A observação, nos leva ao exemplo. A criança aprende muito quando observa. Nesse ponto, é importante retomar a forma como lidamos com os nossos desafios e limites que põem em dúvida, o melhor caminho a seguir. O adulto que segue uma linha orientadora herdada da família, repensa as fontes  de lições e ensinamentos. Quem tem família com foco, tem mais chances de acertar; quem tem uma ancora espiritual, uma linha religiosa, tem uma janela para respirar e buscar saídas para frustrações, tristezas e raiva. Essa oportunidade de reflexão influencia nas alternativas para se delinear os caminhos e atitudes a serem tomadas.

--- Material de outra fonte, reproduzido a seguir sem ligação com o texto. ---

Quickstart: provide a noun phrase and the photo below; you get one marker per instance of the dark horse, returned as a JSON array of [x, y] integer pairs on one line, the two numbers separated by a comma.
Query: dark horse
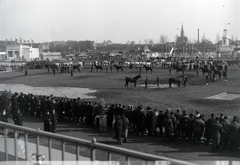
[[132, 80], [147, 68], [118, 67], [180, 69], [204, 70], [175, 81], [98, 67]]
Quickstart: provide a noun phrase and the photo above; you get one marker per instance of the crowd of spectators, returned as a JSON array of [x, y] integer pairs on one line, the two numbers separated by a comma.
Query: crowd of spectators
[[172, 125]]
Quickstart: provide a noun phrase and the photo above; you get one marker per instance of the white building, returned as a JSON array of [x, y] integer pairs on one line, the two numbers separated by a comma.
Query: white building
[[51, 56], [21, 52], [225, 49]]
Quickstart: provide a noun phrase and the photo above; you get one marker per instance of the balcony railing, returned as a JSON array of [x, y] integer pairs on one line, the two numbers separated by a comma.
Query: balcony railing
[[93, 146]]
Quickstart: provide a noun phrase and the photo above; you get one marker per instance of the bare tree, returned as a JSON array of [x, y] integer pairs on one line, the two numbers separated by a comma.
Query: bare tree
[[218, 38], [203, 37], [163, 39], [146, 41], [151, 42]]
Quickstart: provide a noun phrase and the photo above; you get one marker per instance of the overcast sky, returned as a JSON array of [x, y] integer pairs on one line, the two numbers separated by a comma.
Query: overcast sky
[[117, 20]]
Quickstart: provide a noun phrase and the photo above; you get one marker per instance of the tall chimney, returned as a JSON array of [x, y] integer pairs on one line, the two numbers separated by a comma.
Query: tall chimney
[[198, 35]]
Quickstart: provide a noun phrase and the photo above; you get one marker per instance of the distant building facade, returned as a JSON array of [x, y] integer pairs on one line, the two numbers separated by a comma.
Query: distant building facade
[[51, 56], [17, 51], [224, 49]]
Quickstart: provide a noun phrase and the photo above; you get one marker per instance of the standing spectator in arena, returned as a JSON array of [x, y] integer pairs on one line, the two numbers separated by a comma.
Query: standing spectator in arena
[[149, 120], [146, 82], [168, 125], [185, 83], [234, 134], [140, 120], [26, 71], [216, 130], [169, 69], [198, 129], [178, 128], [118, 128], [157, 81], [53, 120], [71, 71], [224, 136], [208, 130], [183, 122], [47, 121], [154, 122], [160, 121]]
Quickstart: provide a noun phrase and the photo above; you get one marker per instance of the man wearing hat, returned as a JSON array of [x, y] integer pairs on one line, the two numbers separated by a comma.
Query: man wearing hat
[[149, 120], [17, 114]]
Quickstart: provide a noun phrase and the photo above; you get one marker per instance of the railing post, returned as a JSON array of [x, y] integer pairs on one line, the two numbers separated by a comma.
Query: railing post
[[26, 145], [93, 150], [15, 145], [63, 151], [50, 149], [109, 156], [5, 140]]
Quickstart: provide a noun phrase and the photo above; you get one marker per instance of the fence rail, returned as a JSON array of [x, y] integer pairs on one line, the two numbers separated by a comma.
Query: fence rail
[[92, 145]]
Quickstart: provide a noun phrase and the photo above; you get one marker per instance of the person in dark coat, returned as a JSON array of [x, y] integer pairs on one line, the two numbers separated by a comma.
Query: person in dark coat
[[224, 136], [168, 125], [118, 128], [47, 121], [16, 113], [183, 122], [209, 124], [140, 120], [146, 82], [233, 134], [149, 120], [125, 128], [198, 129], [53, 116], [26, 71], [216, 131]]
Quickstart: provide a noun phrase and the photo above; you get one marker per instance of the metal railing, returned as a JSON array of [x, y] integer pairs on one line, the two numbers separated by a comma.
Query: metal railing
[[92, 145]]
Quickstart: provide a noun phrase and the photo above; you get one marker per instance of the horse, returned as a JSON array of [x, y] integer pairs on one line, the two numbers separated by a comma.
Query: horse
[[175, 81], [98, 67], [204, 70], [147, 68], [118, 67], [132, 80], [209, 79], [180, 69]]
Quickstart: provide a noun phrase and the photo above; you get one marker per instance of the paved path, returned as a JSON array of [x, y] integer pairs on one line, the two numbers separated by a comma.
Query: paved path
[[56, 154], [148, 144]]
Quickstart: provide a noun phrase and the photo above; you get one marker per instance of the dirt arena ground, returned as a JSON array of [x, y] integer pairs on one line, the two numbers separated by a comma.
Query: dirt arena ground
[[214, 98]]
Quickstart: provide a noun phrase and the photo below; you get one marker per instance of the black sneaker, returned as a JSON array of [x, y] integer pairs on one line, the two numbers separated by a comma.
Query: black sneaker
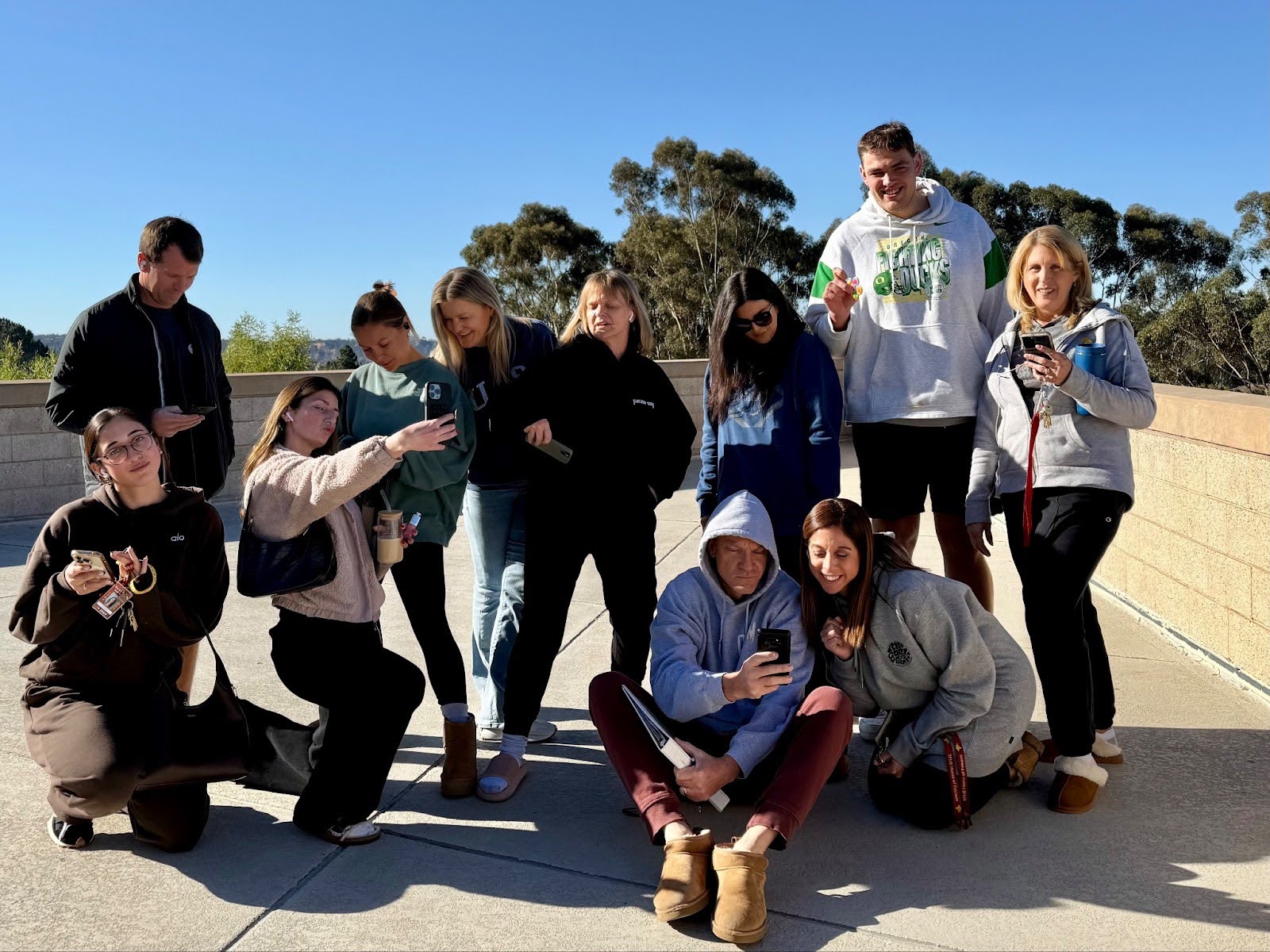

O adulto que sabe lidar com seus credos, sua espiritualidade e seu modo de professar  uma fé desenvolve hábitos que vivenciados como exemplo para as suas crianças, certamente, as leva para ambientes seguros que oferecem possibilidades de adquirir auto-confiança, auto-crítica e responsabilidade social. Quando se discute religiosidade há grande risco de se discutir religiões. A proposta ideal que os pais discutam, sem doutrinação, o lado espiritual do ser humano e o modo lidar com as mais variadas crenças, respeitando escolhas de credos é revendo exemplos que a história nos reservas por meio das igrejas, culturas, doutrinas que povoam o imaginário sócio-cultural de tantas gerações.

“No trabalho. Aprender a cuidar dos interesses do patrão e que seja diligente, esforçado e cumpridor. Bem como, a ser pontual, honesto, disposto e manter uma atitude correta para com os colegas de trabalho..”.

Mais uma vez, se discute com o avanço das tecnologias e das possiblidades de fazer das inovações, o indício de que a espécie humana avança por caminhos seguros, surgem as gestões de gestões, onde o homem continua sendo o inventor, operador e difusor de todas as máquinas criadas. Se esse homem colocar em prática, ensinamentos incorporados ao seu currículo, com certeza ele agiu dentro de padrões e critérios baseados na verdade e na honra.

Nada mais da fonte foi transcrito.